- Dutch bank ING sees Brexit uncertainties preventing a Bank of England rate hike.
- Lack of clarity over what kind of deal, if any, Britain and the EU will strike will prevent rates from rising.
- Markets expect the central bank to increase rates in November.
LONDON — The growing chance that the UK crashes out of the European Union without a trade deal may stop the Bank of England from hiking interest rates in the near future, according to research from Dutch bank ING.
Market expectations are that the bank will almost certainly raise its base interest from 0.25% to 0.5% when the key Monetary Policy Committee meets at the beginning of November, thanks largely to surging inflation in the UK since the vote to leave the EU last summer.
The policy dilemma facing Britain’s central bank when it comes to rates, is that it must balance surging inflation with the slowdown in the economy, dwindling consumer spending and declining inward investment.
With inflation hitting 3% last month, it seems more likely than ever before that the bank will see the see-saw tilting toward the inflation side of the argument, prompting a rate hike.
ING economist James Smith, however, said that the uncertainty over whether or not an agreement can be reached over a transitional arrangement to smooth Britain’s path out of the bloc, will put the bank’s policymakers off any rate hike in the coming months.
“Given the number of open questions, not just on the transition, but on various Brexit issues, the Bank is likely to proceed cautiously until the picture becomes clearer,” Smith wrote in a blog on ING’s “Think” economic research portal.
“At this stage, we feel that it is more likely than not that the Bank decides to stay hold through next year.”
Throughout 2017 the Bank of England has made clear in its communications that it is basing its economic scenarios on a situation whereby Brexit negotiations proceed smoothly.
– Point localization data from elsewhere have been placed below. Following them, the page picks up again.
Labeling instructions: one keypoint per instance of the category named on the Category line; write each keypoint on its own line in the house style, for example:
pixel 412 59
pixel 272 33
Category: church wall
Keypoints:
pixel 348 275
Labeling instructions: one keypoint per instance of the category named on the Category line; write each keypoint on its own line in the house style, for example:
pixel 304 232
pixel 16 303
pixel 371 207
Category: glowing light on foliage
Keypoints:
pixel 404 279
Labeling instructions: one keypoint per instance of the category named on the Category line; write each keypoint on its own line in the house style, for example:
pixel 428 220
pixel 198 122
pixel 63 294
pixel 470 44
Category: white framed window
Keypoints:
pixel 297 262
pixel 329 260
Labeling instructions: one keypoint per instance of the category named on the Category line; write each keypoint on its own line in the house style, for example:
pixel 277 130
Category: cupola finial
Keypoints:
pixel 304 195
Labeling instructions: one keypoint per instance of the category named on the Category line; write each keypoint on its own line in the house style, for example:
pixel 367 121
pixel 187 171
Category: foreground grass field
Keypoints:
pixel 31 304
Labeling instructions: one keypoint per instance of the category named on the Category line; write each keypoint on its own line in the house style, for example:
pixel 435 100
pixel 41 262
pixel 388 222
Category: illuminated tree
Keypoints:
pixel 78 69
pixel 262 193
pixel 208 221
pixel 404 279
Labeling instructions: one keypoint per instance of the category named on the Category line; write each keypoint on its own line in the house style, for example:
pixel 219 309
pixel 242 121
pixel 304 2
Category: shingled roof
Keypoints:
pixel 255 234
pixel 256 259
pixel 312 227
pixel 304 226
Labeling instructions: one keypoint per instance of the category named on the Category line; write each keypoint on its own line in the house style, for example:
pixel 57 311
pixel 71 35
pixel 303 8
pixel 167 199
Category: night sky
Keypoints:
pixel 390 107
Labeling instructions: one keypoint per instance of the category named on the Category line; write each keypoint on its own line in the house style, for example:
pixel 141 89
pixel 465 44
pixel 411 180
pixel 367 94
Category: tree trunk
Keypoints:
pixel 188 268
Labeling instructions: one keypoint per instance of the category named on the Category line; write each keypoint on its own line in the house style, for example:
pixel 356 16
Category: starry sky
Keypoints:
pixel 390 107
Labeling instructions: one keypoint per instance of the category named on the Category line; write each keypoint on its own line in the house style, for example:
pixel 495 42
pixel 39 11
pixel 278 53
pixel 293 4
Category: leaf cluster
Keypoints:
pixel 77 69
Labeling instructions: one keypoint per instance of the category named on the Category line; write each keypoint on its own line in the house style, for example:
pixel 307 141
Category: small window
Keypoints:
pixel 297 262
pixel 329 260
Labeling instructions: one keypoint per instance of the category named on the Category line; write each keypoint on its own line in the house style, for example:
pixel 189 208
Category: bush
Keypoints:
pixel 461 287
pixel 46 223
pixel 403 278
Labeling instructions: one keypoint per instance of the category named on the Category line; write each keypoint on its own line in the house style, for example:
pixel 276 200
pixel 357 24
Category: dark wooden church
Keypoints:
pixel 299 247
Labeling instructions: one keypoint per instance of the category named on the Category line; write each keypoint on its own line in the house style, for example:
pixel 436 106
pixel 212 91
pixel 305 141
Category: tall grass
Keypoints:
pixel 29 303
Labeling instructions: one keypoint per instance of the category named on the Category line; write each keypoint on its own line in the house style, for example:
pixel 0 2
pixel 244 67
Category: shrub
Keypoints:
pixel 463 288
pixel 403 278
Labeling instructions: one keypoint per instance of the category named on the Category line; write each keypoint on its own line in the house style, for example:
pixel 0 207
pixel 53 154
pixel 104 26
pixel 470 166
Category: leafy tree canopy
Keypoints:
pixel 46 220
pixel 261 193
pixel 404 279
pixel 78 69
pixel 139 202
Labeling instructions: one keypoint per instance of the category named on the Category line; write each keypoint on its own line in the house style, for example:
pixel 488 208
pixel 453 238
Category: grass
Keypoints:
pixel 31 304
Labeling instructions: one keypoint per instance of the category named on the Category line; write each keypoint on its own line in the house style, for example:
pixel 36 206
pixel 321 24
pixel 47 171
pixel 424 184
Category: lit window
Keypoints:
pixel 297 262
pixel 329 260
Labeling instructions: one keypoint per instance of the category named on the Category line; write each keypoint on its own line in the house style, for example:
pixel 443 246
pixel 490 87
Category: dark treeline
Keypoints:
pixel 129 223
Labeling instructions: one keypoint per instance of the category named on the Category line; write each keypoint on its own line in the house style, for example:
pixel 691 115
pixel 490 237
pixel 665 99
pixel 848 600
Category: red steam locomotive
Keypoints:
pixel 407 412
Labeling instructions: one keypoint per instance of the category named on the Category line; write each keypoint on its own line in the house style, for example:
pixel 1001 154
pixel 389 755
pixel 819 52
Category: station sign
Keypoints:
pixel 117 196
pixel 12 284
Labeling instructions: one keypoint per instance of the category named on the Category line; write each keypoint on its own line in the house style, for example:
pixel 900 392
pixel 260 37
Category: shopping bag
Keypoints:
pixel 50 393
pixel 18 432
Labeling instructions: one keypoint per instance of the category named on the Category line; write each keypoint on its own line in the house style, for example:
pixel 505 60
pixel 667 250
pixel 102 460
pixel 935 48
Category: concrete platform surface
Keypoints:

The reality so far has been a little different. Last week the EU’s chief Brexit negotiator Michel Barnier said that talks between Britain and the bloc had reached a “deadlock.”
Both parties are struggling to agree on a financial settlement tied to Britain’s exit from the bloc, with the EU demanding a far greater sum than Britain is willing to pay at this point. That has led to something of an impasse in negotiations, with both sides saying that the ball is in the other’s court.
Prime Minister Theresa May has also repeatedly stressed her belief that “no deal is better than a bad deal” — leaving the door wide open for Britain to drop out of the EU without any formal arrangement in place. This is a scenario that is unlikely to be considered “smooth” by the BoE.
This week the Bank of England’s two newest policymakers — Silvana Tenreyro and Sir Dave Ramsden — made clear in separate appearances before the House of Commons Treasury Select Committee that they do not yet believe that the time has come to increase interest rates.